SOTAMAT updated with new SOTAWatch Support

@2E0CPX

The SOTAMAT HF spotting approach doesn’t work like other systems such as those that use Internet, SMS, APRS, Satellite, etc. All those other systems have a bi-directional (2-way) communication links where they can send complete messages (many bytes of data) including your Summit-ID, your band, your mode (ex. SSB), your operating frequency, and some spotting “notes / comments”.

While SOTAMAT does support 2-way commands as well, what makes SOTAMAT special are the 1-way spotting commands you can send via HF by playing FT8 audio from a cell phone speaker into your HF radio’s microphone. Since we are using FT8 messages, they must have your callsign and may have up to a 4-character callsign “Suffix” such as “AB6D/1234”. SOTAMAT is trying to encode a LOT of information into just that 4-character suffix. Since 4-characters (much less than 4 bytes of data) is not sufficient to describe every possible frequency, nor every possible SOTA Summit, nor every possible POTA Park, we use a “Configuration” to reduce the combinations.

The SOTAMAT “configuration” is unique to every user. It encodes which SOTA Regions you can use (each region may have 100’s of summits). Your configuration encodes which POTA Locations you can use (which may have 100’s of parks). Your configuration encodes which Frequencies and Modes and Bands you can use (you might define 100’s of frequency ‘channels’ you can use). As long as your total combinations of all summits times all your combinations of Frequencies is less than 1 million, SOTAMAT can encode any possible combination of a specific summit and specific frequency into a 4-character callsign suffix in an FT8 message and send a spotting command based on it.
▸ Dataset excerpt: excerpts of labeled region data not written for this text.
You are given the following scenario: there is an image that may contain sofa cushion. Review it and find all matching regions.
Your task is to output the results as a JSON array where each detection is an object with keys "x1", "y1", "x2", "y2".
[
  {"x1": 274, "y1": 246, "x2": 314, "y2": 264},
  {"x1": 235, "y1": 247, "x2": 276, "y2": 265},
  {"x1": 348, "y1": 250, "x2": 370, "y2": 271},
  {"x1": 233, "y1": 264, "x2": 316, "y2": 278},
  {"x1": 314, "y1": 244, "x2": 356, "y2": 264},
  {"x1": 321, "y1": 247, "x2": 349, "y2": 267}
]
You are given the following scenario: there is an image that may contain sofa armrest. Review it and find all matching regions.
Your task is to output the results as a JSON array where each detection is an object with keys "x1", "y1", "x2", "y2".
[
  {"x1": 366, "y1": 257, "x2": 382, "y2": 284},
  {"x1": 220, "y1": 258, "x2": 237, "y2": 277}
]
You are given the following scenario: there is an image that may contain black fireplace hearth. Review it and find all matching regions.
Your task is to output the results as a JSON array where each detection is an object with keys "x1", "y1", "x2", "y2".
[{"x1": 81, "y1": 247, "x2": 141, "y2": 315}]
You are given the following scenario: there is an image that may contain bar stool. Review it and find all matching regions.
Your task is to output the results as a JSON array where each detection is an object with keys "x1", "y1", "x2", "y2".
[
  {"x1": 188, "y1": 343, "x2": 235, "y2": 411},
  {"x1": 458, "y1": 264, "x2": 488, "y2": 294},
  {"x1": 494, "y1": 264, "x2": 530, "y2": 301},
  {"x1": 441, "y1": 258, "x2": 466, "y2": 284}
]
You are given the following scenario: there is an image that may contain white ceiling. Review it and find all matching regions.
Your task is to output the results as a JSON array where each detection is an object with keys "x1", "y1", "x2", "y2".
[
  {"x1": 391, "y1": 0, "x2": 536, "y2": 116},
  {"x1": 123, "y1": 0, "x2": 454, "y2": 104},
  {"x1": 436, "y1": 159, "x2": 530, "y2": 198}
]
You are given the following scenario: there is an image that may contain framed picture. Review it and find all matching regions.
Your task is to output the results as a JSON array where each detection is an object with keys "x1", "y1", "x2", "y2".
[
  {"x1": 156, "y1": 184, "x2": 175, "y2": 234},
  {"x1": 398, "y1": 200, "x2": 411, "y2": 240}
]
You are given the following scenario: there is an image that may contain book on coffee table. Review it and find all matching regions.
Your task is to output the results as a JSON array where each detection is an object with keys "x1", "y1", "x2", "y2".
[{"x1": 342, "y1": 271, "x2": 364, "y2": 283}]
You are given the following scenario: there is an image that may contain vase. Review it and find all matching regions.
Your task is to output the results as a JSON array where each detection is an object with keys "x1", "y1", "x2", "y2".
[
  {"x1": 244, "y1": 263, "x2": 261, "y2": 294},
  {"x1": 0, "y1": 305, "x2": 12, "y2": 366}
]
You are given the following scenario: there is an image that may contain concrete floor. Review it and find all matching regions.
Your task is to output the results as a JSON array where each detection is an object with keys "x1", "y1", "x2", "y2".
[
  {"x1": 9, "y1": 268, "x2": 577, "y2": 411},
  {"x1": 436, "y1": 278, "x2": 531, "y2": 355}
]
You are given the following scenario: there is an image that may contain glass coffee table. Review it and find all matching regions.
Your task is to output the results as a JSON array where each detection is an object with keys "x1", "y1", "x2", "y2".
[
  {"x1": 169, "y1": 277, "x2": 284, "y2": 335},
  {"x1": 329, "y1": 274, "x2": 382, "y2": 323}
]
Thus the whole purpose of the “configuration” is to reduce the nearly infinite number of possible combinations of frequencies and summits to a manageable list of combinations with fewer than 1 million, and specifically encode just the 100 or so summits you plan to activate this year, and the 100 or so frequencies you most likely will use on those summits.

There are YouTube videos and written instructions that explain how SOTAMAT works and how to define your own personal configuration. I recommend simply following along with the Youtube video and build your custom configuration watching the video.

The error message you keep receiving from the app explains what the cause of your issues are. You created an account on the web site, but you never created a configuration for SOTA or POTA on the web site. On your mobile phone you logged in and you attempted to download your configuration, but since you never defined a configuration, the download is failing. The app is telling you that you never defined any SOTA Regions nor POTA Locations.

Once you define a configuration, and once you download that configuration into your cell phone, you can then go offline into the back country. On a summit you will use the SOTAMAT app to select a specific Summit ID (from your configuration of SOTA Regions) and you will pick a Frequency and Mode (ex. SSB) from your configuration that defines your spot. SOTAMAT will encode all that information into just 4 characters. It will add those 4 characters to your callsign, as a callsign suffix (called an “indicator”) and it will allow you to transmit the callsign/suffix as FT8 audio over HF on a standard FT8 frequency (such as 14.074).

SOTAMAT has grown to be a bunch of things. At a high level you have:

  1. A system for spotting by transmitting audio from your cell phone speaker into your HF radio microphone (the app encodes a command into an FT8 message). These are one-way transmissions to one of 130 automated skimmer monitoring stations around the world. The monitoring stations listen only and can’t transmit a reply.
  2. When you do have cell service, internet, or a satellite device then SOTAMAT has a number of 2-way commands (spotting, weather reports, getting summit info, etc.)

The Getting Started page has instructions for both the 1-way and the 2-way functionalities.

I think the YouTube video will help. It is a long video because you need to understand how it works in order to use it successfully. It looks confusing at first, but once you understand what it is doing it becomes quick.

Systems that use Internet are easier to get started with, but RBNhole and SOTAMAT are special in that they allow spotting via HF over 1000’s of miles when you are in a location where there is no internet, no cell service, and where there are no APRS digipeaters available. RBNhole is only for CW operators, while SOTAMAT does something similar for any mode. RBNhole requires posting a SOTA Alert ahead of time in order to function, and SOTAMAT can post that alert for you if your forgot to do it when you had internet.

After watching the video let me know if you get stuck and I’d be happy to schedule a Zoom call to work through it with you.